Tralasciando i garbage teams, di cui magari parleremo un’altra volta (ma anche no …), vorrei darvi qualche spunto riguardo a quelle in salute (escludendo Boston e SA, di cui già si è parlato nei pezzi scorsi, e NY, di cui parleremo prossimamente in un pezzo “all italians”).
[b]CubanVille[/b]
A Dallas, quando vedono la squadra stravincere e Nowitzky dominare in zona MVP cominciano a preoccuparsi. Le ultime 2 volte che è successo, 1 anno hanno perso in finale con la peggior rimonta subita nella storia del gioco (contro gli inattesi Heat di Wade e Shaq), l’altro sono usciti al primo turno ad opera del perfido Nelson (gli ottavi poveri piccoli Guerrieri hanno eliminato a sorpresa i Mavs dei record, e il tedesco ha ricevuto in borghese uno degli MVP più umilianti della storia). Tanta roba buona in quel di Dallas (direi tutto il talento che il denaro può comprare …); Wunderdirk sembra al suo meglio di sempre, forse meno atletico che in passato, ma psicologicamente molto più solido e più lucido nei finali di partita; Kidd si ostina a ingannare il tempo, e se in difesa fa ridere e non ricorda neanche lontanamente l’eclettico difensore di NJ, in attacco è ancora la mente pensante della squadra, e produce gioco come ai tempi belli. Certo, sono scomparsi penetrazioni e gioco in post, ma in compenso da 3 (suo storico punto debole) oggi appare molto sicuro. Quando poi Kidd vuole (saggiamente) riposarsi, entra JJ Barea, qualche anno fa elemento folkloristico, oggi solido veterano NBA, buon regista e ottimo realizzatore “istantaneo”. Sempre in tema di punti veloci, c’è anche quello che meglio interpreta questo ruolo nella lega (insieme al solo Crawford), ovvero il Jet. Ormai completamente convertito in sesto uomo di impatto (ricordo che per tanti anni è stato la stella degli Hawks; certo, Atlanta è sempre Atlanta, comunque Terry era il “go to guy” di una squadra NBA qualche anno fa), anche quest’anno ha già girato diverse partite dei suoi.
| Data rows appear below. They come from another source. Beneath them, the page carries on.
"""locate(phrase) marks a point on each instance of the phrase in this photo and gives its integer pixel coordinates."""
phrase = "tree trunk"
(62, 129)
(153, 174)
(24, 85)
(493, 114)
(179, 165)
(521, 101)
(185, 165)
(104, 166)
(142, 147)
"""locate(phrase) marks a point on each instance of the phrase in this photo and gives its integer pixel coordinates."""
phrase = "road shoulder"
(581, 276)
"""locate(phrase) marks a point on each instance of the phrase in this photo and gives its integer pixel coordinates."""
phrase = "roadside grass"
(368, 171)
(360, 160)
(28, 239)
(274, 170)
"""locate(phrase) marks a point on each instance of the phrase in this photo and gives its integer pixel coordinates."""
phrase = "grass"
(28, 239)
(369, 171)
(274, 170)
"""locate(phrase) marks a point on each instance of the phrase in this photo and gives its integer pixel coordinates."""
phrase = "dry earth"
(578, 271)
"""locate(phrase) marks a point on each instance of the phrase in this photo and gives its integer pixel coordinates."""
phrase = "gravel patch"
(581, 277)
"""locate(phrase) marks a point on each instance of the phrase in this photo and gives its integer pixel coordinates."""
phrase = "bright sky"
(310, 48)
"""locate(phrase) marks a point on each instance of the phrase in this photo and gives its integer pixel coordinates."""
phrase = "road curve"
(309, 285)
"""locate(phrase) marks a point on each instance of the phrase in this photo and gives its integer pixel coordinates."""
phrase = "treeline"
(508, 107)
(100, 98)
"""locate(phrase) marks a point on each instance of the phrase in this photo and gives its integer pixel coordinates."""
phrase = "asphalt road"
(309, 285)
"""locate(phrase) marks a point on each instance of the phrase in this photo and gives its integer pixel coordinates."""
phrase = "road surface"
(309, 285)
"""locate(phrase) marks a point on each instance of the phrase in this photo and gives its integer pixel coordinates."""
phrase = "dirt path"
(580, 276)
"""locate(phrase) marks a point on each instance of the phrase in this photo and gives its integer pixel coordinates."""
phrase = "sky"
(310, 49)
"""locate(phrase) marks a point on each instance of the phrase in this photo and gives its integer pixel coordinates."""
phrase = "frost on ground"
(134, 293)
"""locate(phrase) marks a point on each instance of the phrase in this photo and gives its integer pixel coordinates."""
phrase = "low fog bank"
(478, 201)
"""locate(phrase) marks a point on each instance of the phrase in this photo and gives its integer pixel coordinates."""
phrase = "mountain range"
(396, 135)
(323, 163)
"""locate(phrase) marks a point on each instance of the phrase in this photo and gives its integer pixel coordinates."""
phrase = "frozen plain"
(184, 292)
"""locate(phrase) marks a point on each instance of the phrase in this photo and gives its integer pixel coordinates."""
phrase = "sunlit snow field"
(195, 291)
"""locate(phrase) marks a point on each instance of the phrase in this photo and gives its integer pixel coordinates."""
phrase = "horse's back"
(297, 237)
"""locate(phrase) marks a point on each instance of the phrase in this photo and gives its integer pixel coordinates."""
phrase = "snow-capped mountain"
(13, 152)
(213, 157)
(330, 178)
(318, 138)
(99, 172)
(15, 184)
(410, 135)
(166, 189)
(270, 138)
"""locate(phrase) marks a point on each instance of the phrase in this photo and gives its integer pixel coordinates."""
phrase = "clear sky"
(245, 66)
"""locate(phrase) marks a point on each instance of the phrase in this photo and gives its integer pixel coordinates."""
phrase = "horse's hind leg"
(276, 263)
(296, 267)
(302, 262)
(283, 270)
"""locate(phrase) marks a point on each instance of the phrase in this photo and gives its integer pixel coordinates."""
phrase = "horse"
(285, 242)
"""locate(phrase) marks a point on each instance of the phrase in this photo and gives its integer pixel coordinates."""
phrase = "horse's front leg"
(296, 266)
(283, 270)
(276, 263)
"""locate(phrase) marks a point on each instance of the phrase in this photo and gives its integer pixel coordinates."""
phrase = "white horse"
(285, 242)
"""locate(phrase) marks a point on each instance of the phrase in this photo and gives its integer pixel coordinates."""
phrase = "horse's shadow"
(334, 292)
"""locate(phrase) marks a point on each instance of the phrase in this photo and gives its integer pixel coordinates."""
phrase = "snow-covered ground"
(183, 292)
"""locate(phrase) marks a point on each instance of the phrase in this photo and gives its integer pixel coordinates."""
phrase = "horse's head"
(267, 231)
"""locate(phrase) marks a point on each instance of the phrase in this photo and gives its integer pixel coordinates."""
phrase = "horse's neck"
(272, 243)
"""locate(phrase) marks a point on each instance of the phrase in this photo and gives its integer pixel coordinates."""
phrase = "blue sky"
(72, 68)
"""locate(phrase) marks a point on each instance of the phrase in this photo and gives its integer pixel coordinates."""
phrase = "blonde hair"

In ala piccola evoluiscono due discreti giocatorini, ed ex All-Star, come Marion e Butler. Di Marion ho sempre parlato male (e ritengo di aver sempre avuto ragione), ma averlo come rincalzo alla bisogna resta un bel lusso. Butler invece va e viene. Indubbiamente non ha costanza, ma in questa squadra non è fondamentale che ne abbia lui (come visto, le alternative non mancano!). Quando però è in serata è ancora capace di fare male. Chiudo la carrellata dei notabili con quella che è a tutti gli effetti l’addizione più rilevante di questa stagione: Tyson Chandler. In attacco siamo all’ABC (anzi, forse ci fermiamo alla A, come “Alzata e schiacciata”), ma il suo contributo a rimbalzo e soprattutto in difesa è decisivo. Ai Mavs in centro negli anni c’è stato un po’ di tutto, centimetri (Diop, Bradley), volume (Dampier), tecnica e pazzia (Walker), ma mai come ora Dallas ha avuto a disposizione un giocatore a cui ancorare la propria (mai brillantissima) difesa, uno stoppatore atletico capace di essere determinante in aiuto e come intimidatore. Carlisle convince il giusto, ma se sono andati in finale con in panca Avery Johnson, il solo limite è il cielo.
[b]Miami Freaks[/b]
Torniamo a parlare di Heat dopo un po’ di tempo, cercando di trarre qualche indicazione da questa striscia di vittorie ancora aperta. Innanzi tutto bisogna precisare che delle 9 avversarie incontrate, solo due erano almeno decenti, Atlanta e New Orleans, ma entrambe in momenti non facilissimi, e quindi meno impegnative di quanto non dica il record complessivo o il roster. Tutte le altre vivono con merito nei bassifondi della classifica. Certo, gli Heat di novembre avrebbero potuto perdere con molte di queste, per cui il miglioramento è innegabile, ma l’eccessivo ottimismo appare altrettanto fuori luogo.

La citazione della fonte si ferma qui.